Tyrophagus putrescentiae is a cosmopolitan mite species. Together with the related species T. longior, it is commonly referred to as the mould mite or the cheese mite. The genus name translates from Greek to "cheese eater."

==Ecology==
In the wild, T. putrescentiae occurs throughout the world in a wide range of habitats, including "grasslands, old hay, mushrooms, and the nest of bees and ducks". Under ideal conditions, with temperatures above 30 C and humidity above 85%, it can complete its life cycle in under three weeks.

It is a common pest of stored products, especially those with a high protein and fat content (meat, cheese, nuts and seeds, dried eggs, etc.). It feeds on the fungi that grow on the foodstuffs, and can become a pest of mycology laboratories.

==Human health==
Tyrophagus putrescentiae has been identified as the cause of human disease in different regions. It has been found to cause copra itch among people who handle copra in the tropics, skin and respiratory allergies among people handling raw hams in Italy, and dermatitis in an Austrian butcher's shop.

==Taxonomy==

Tyrophagus putrescentiae was first described by Franz von Paula Schrank in 1781, under the name Acarus putrescentiae. This original description covered both a mite and a springtail, collected from garden soil, flower pots and rotting leaves at an undisclosed location in the Austrian Empire, and provided too little information for the mite to be confidently assigned to any family.
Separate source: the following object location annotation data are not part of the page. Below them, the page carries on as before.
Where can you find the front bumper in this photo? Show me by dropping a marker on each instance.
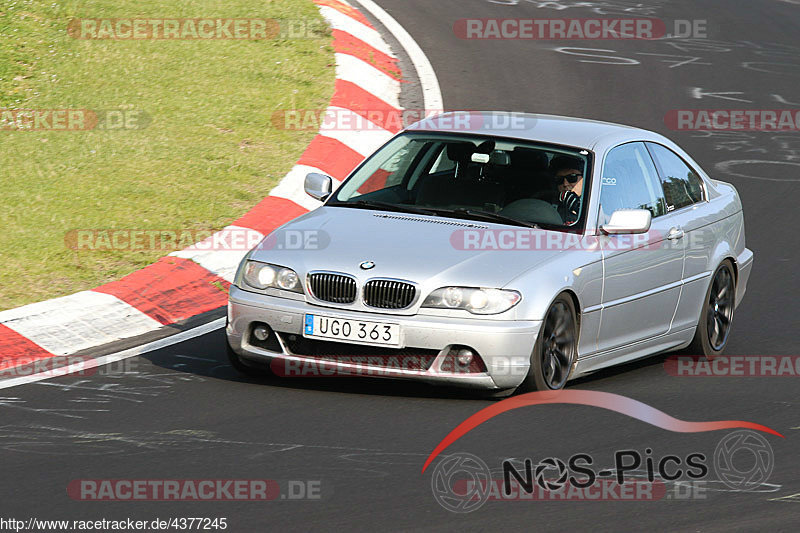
(504, 346)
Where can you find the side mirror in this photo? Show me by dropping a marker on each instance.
(318, 186)
(628, 221)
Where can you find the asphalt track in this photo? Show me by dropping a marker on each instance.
(183, 413)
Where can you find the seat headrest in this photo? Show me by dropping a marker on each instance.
(459, 151)
(529, 158)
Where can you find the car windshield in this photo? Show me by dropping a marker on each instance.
(495, 179)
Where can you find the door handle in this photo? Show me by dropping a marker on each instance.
(675, 234)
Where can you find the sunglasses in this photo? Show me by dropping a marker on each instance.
(572, 178)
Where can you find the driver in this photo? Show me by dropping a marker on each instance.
(568, 176)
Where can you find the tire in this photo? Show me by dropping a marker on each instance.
(244, 368)
(556, 348)
(716, 315)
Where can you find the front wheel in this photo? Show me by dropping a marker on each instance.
(716, 317)
(556, 348)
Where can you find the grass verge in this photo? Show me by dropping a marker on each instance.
(200, 153)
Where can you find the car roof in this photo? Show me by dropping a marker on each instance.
(567, 131)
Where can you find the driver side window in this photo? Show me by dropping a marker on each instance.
(630, 181)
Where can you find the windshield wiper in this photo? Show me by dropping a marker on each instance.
(386, 206)
(486, 215)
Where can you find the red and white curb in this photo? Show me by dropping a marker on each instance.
(190, 282)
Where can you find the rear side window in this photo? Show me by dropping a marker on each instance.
(682, 185)
(630, 181)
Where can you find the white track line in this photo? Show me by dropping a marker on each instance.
(76, 322)
(118, 356)
(431, 92)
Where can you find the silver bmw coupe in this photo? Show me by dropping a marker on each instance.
(497, 251)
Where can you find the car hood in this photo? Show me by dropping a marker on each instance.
(428, 250)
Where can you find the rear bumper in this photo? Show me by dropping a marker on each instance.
(504, 346)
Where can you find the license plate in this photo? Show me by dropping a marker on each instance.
(326, 327)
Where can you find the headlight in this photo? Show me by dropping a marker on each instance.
(477, 301)
(264, 276)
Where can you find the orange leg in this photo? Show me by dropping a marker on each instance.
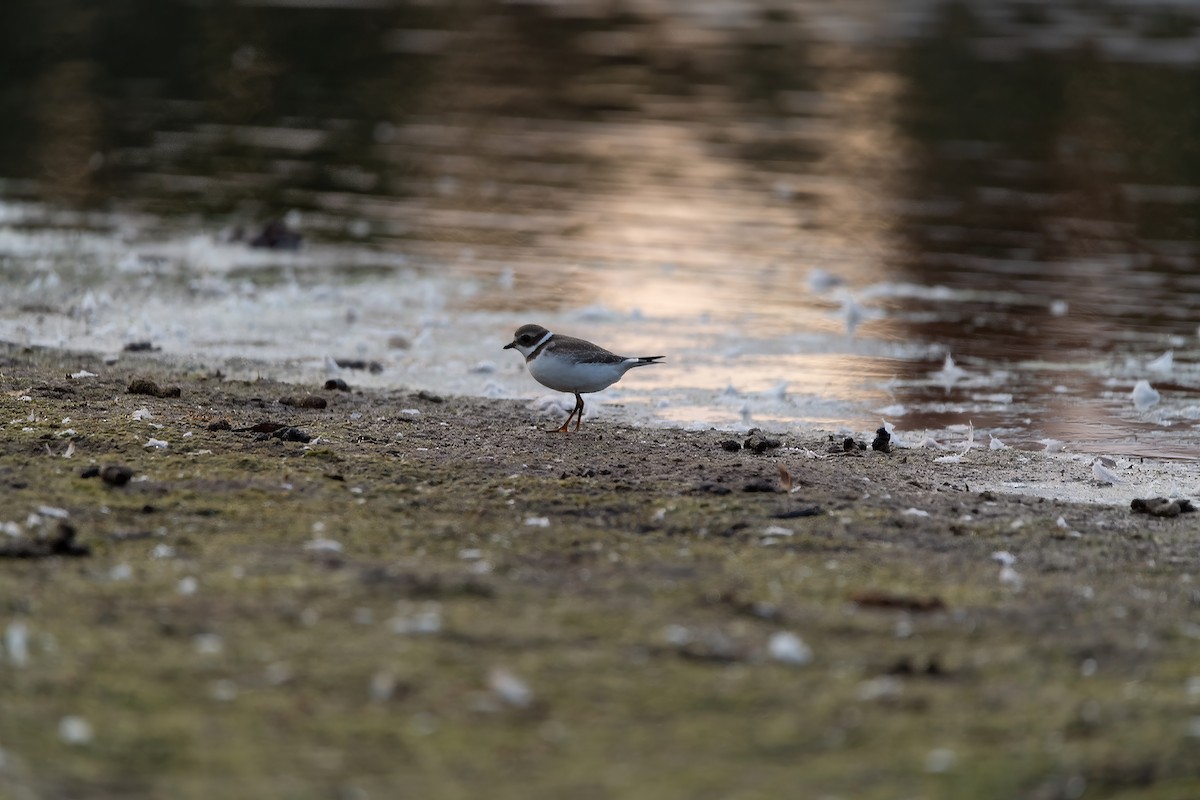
(577, 410)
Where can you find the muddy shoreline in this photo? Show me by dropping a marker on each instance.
(447, 595)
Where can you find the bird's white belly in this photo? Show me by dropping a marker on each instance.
(569, 377)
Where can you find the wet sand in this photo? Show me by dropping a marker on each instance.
(445, 597)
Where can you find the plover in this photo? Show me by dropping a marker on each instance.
(570, 365)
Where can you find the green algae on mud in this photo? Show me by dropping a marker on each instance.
(267, 618)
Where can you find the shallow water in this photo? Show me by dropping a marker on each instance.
(807, 210)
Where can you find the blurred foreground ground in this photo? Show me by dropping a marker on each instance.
(438, 597)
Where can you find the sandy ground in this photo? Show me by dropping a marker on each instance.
(445, 596)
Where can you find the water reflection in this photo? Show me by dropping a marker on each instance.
(1013, 184)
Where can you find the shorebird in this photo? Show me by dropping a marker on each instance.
(570, 365)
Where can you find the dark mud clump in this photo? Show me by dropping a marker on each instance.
(143, 386)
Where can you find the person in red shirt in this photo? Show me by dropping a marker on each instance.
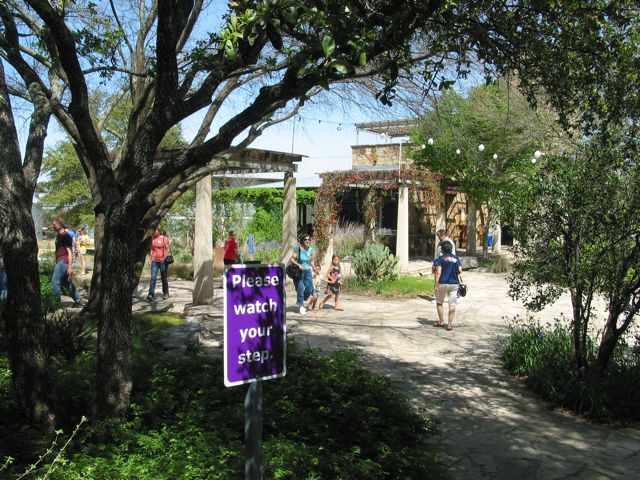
(231, 249)
(64, 264)
(159, 251)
In 1906, Anthonie Cornelis Oudemans treated A. putrescentiae as a species "indeterminabilia", but designated it as the type species of his new subgenus Tyrophagus.

The identity of Schrank's species was not fixed until Phyllis Robertson revised the genus Tyrophagus in 1959, and designated a neotype of T. putrescentiae from Oudemans' collections. The International Commission on Zoological Nomenclature approved an application to place T. putrescentiae on its official list of approved names. In 2007, it was discovered that Robertson's concept of the species in fact covered animals belonging to two distinct species, and that the T. putrescentiae had been chosen from the much rarer species. A petition has been made to the Commission to stabilise usage by applying the name T. putrescentiae to the common species; the rare species would then be known as T. fanetzhangorum.